A deputada Beatriz Cerqueira concordou que, ao proteger as mineradoras e não a população, o Estado acaba gastando muito mais no combate aos males provocados pela atividade. Os dois parlamentares presentes à audiência criticaram a imposição do governador em relação à decisão de desapropriação sem ouvir a comunidade nem consultar a ALMG. “Não justifica a falta de respeito do poder Executivo”, afirmou Leleco Pimentel. 
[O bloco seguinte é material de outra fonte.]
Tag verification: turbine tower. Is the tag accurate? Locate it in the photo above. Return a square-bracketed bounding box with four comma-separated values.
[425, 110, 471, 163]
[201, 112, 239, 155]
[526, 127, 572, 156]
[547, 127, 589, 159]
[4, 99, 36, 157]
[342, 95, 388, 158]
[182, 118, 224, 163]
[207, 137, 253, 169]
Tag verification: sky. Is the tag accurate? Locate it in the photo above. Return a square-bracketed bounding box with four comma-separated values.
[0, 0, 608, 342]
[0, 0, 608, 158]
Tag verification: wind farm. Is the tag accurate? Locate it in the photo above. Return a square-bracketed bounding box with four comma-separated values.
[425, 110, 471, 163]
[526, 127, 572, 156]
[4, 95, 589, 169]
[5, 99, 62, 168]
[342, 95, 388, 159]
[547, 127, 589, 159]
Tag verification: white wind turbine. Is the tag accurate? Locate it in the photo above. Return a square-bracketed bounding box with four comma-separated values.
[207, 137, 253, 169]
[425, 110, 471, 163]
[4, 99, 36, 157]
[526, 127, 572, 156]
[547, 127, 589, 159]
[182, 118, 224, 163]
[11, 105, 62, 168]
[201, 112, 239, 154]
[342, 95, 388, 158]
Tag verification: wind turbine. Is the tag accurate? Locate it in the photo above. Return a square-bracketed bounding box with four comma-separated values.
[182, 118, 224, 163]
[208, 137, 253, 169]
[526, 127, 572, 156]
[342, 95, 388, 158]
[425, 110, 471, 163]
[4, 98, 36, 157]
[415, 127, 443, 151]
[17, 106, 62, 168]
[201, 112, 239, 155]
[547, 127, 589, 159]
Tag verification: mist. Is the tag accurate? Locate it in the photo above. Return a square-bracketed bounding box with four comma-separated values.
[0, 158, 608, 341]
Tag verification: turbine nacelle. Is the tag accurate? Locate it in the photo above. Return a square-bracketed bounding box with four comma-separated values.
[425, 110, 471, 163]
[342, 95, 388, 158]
Problemas em comunidades vizinhas

Sandoval de Souza Pinto Filho, da União das Associações Comunitárias de Congonhas (Unacom), lembrou de problemas que já atingiram outras comunidades no município, como Pires, que ficou sem água em 2010; Lobo Leite, que estaria desaparecendo para dar lugar a barragens de rejeitos; e Lagoa Comprida, que possui um chacreamento sob uma pilha de lixo tóxico, a 140 metros de distância. “Estamos escaldados. Tudo isso vem acontecendo e sendo naturalizado”, lamentou. 

Rebeca Oliveira Santana foi uma das vítimas da expansão da mineração na praticamente extinta comunidade de Plataforma. Segundo ela, mais de 100 famílias foram forçadas a vender suas propriedades para a CSN e, hoje, apenas três continuam resistindo no local. Ela contou que, na época, a opção era aceitar uma casa em outro local ou o valor da indenização. Não houve apoio jurídico nem psicológico de nenhum órgão público. “Foram anos de sofrimento. Não quero isso para Santa Quitéria”, disse. 

Por outro lado, o Padre Claret Fernandes, do MAB, rememorou que, em 2012, a mobilização da população de Congonhas impediu desapropriações para a mineração decretadas pelo então governador Aécio Neves. “A força do povo é capaz de mudar qualquer situação”, acredita o religioso.